New ACO Reg has some zingers
The newly minted ACO regulation from Medicare has some zingers hidden in its 696 pages. Okay, to be fair, the actual regulation is only 70 pages long, double spaced. The rest is all preamble, where CMS describes the 1200 comments on the proposed rule, and how they have responded (or not) in the final rule.
The first zinger has to do with the Physician Quality Reporting System, known to its friends as PQRS. Since 2007, CMS has paid a bonus to physicians who report quality data. Under current rules, CMS will pay physicians ½% of allowed charges from 2012 through 2014. BUT, docs in an ACO will only be able to participate in the PQRS through the ACO. The ACO will report as if it were a group practice. If the ACO fails to report in compliance with the PQRS rules, its docs won’t get the PQRS bonus. This could be an issue in recruiting doctors who may not see a clear advantage to the ACO to begin with, given all the other requirements.
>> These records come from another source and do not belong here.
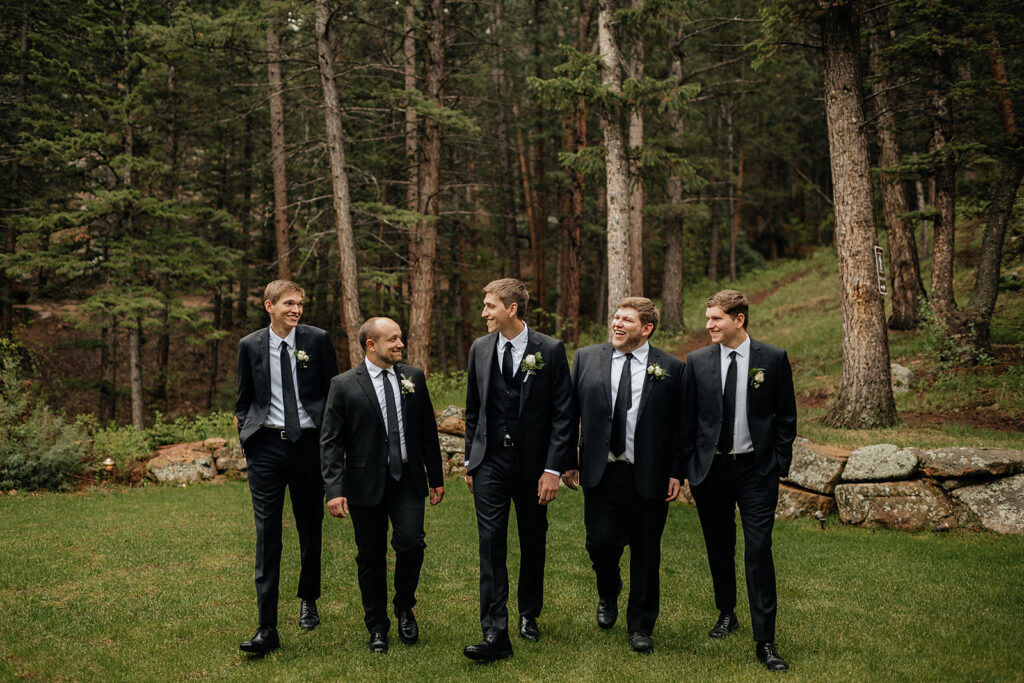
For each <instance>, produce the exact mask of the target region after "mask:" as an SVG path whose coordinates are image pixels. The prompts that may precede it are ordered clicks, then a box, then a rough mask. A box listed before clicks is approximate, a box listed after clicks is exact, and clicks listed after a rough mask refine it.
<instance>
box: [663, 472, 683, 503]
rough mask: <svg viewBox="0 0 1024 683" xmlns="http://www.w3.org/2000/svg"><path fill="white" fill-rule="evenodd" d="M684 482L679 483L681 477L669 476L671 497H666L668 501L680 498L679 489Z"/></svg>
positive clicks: (670, 501)
mask: <svg viewBox="0 0 1024 683" xmlns="http://www.w3.org/2000/svg"><path fill="white" fill-rule="evenodd" d="M681 486H682V484H680V483H679V479H677V478H676V477H669V497H668V498H667V499H665V501H666V503H670V502H672V501H674V500H676V499H677V498H679V490H680V487H681Z"/></svg>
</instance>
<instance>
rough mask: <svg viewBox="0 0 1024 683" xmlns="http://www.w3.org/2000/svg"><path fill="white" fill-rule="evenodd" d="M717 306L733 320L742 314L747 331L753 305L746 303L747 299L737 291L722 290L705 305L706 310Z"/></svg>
mask: <svg viewBox="0 0 1024 683" xmlns="http://www.w3.org/2000/svg"><path fill="white" fill-rule="evenodd" d="M715 306H718V307H719V308H721V309H722V312H723V313H725V314H726V315H728V316H729V317H731V318H733V319H735V318H736V316H737V315H739V314H740V313H742V314H743V329H744V330H745V329H746V324H748V323H750V322H751V313H750V309H751V304H750V303H749V302H748V301H746V297H744V296H743V295H742V293H740V292H737V291H736V290H722V291H721V292H719V293H718V294H713V295H712V296H711V298H710V299H708V302H707V303H706V304H705V308H713V307H715Z"/></svg>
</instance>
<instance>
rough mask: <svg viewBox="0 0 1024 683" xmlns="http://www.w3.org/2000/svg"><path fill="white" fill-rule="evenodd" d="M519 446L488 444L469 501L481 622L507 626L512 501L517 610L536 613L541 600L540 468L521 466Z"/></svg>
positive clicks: (547, 531) (542, 585) (535, 616)
mask: <svg viewBox="0 0 1024 683" xmlns="http://www.w3.org/2000/svg"><path fill="white" fill-rule="evenodd" d="M523 461H524V458H523V457H522V455H521V454H520V453H519V451H518V449H516V447H511V449H501V447H488V449H487V452H486V455H485V456H484V458H483V462H482V463H481V464H480V466H479V467H478V468H476V470H474V471H473V472H472V473H471V474H472V476H473V505H474V507H475V509H476V525H477V529H478V531H479V537H480V627H481V629H482V630H483V633H484V634H488V633H499V634H500V633H507V632H508V607H507V606H506V603H507V602H508V597H509V572H508V563H507V562H508V526H509V512H510V510H511V505H512V504H513V503H514V504H515V512H516V525H517V527H518V529H519V558H520V559H519V582H518V586H517V588H516V598H517V601H518V607H519V615H520V616H532V617H535V618H536V617H537V616H539V615H540V614H541V608H542V607H543V605H544V562H545V551H546V544H547V538H548V508H547V507H546V506H543V505H540V504H539V503H538V502H537V483H538V480H539V479H540V474H536V473H531V472H529V473H528V472H526V468H525V466H524V462H523Z"/></svg>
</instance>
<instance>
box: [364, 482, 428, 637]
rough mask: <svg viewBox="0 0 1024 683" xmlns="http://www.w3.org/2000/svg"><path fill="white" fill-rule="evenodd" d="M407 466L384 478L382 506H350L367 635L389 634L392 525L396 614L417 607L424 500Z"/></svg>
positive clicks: (419, 574)
mask: <svg viewBox="0 0 1024 683" xmlns="http://www.w3.org/2000/svg"><path fill="white" fill-rule="evenodd" d="M409 467H410V466H409V463H406V464H404V465H402V466H401V478H400V479H399V480H398V481H395V480H394V479H393V478H391V477H390V476H388V477H386V483H385V484H384V495H383V497H382V498H381V501H380V503H378V504H377V505H371V506H356V505H352V506H350V508H349V511H350V512H351V515H352V530H353V531H354V532H355V546H356V548H358V552H357V553H356V555H355V565H356V569H357V571H358V579H359V593H360V594H361V596H362V621H364V623H365V624H366V625H367V630H368V631H369V632H370V633H378V632H379V633H387V632H388V629H390V627H391V622H390V620H388V615H387V527H388V521H390V522H391V547H392V548H394V556H395V559H394V600H393V604H394V610H395V612H398V611H401V610H404V609H412V608H413V607H414V606H415V605H416V588H417V586H418V585H419V583H420V569H421V568H422V567H423V551H424V549H426V547H427V544H426V542H425V541H424V539H425V537H426V535H425V533H424V530H423V514H424V506H425V504H424V499H423V496H422V494H420V493H417V490H416V486H415V485H414V484H413V477H412V476H411V475H410V473H409Z"/></svg>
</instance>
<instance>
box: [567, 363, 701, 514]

A second zinger is the approach to risk adjustment. CMS has agreed to use the Medicare Advantage HCC risk adjuster for newly assigned beneficiaries. They won’t use HCCs for continuing beneficiaries — people who were assigned to the ACO last year. HCCs are based on diagnosis codes on last year’s claims. CMS reasons that an ACO would improve coding accuracy in year one, to get the best risk adjustment they could for continuing beneficiaries in year 2. So only new-to-the-ACO beneficiaries will get risk adjusted for higher HCC scores. BUT, if the average HCC score for continuing beneficiaries goes down in year two, then CMS will risk adjust and reduce the benchmark accordingly. The inference is that reduced scores could only reflect reduced average risk. So ACOs that are not diligent in keeping their risk scores up could be docked a chunk of money for apparent losses resulting from poor coding, not from poor care management.